1. Shenzhen Montnets Cloud Technology Group Co.Ltd(002123) Development Co., Ltd., a wholly-owned subsidiary of the company, applies to China Merchants Bank Co.Ltd(600036) Shenzhen Branch for a comprehensive credit with a maximum amount of no more than RMB 100 million and a term of one year, and agrees that the company provides the maximum joint and several liability guarantee for the comprehensive credit applied to China Merchants Bank Co.Ltd(600036) Shenzhen Branch, The guarantee period is from the effective date of the maximum irrevocable guarantee to the maturity date of each loan or other financing or accounts receivable creditor’s right transferred by the bank in the main contract or the advance date of each advance plus 3 years. If any specific credit is extended, the guarantee period shall be extended to another 3 years after the expiration of the extension period. 2. Shenzhen Montnets Cloud Technology Group Co.Ltd(002123) Development Co., Ltd., a wholly-owned subsidiary of the company, applies to Bank Of Beijing Co.Ltd(601169) Shenzhen Branch for a comprehensive credit with a maximum amount of no more than 200 million yuan and a term of one year. The company is specially requested to provide joint and several liability guarantee for the comprehensive credit applied to Bank Of Beijing Co.Ltd(601169) Shenzhen Branch, The guarantee period is 3 years from the date when the performance period of the guaranteed debt under the main contract expires (including the expiration of the agreed period and the early expiration in accordance with the provisions of the agreement or laws and regulations).

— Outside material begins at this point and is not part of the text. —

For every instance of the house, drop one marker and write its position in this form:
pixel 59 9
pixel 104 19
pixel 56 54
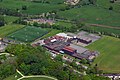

3. Agree to authorize Mr. Li juchun, vice president and chief financial officer of the company, to handle the above credit and guarantee matters on behalf of the company, sign relevant contracts and documents and report to the board of directors in time.

For details, please refer to China Securities Journal, securities times, Shanghai Securities News and cninfo.com published on the same day( http://www.cn.info.com.cn. )Announcement of Montnets Cloud Technology Group Co.Ltd(002123) on providing guarantee for wholly-owned subsidiaries (Announcement No.: 2022-006).

It is hereby announced.

Montnets Cloud Technology Group Co.Ltd(002123) board of directors

February 14, 2022

enclosure

Jin Yong, male, Chinese nationality, born in 1974, graduated from Peking University with a bachelor’s degree in economics. From 1999 to 2012, he worked in Beijing Lide Huafu Electric Technology Co., Ltd. and once served as regional manager and deputy director of marketing center. Since 2012, he has worked in mengwang cloud Technology Group Co., Ltd. and served as the general manager of Beijing Rongxin Jiashi Technology Development Co., Ltd. and the general manager of Liaoning Rongxin Transmission Technology Co., Ltd.

As of the date of this announcement, Mr. Jin Yong holds 165000 shares of the company’s shares, has no relationship with other directors, supervisors, shareholders holding more than 5% of the company’s shares and the actual controller of the company, and has not been punished by the CSRC and other relevant departments or the stock exchange.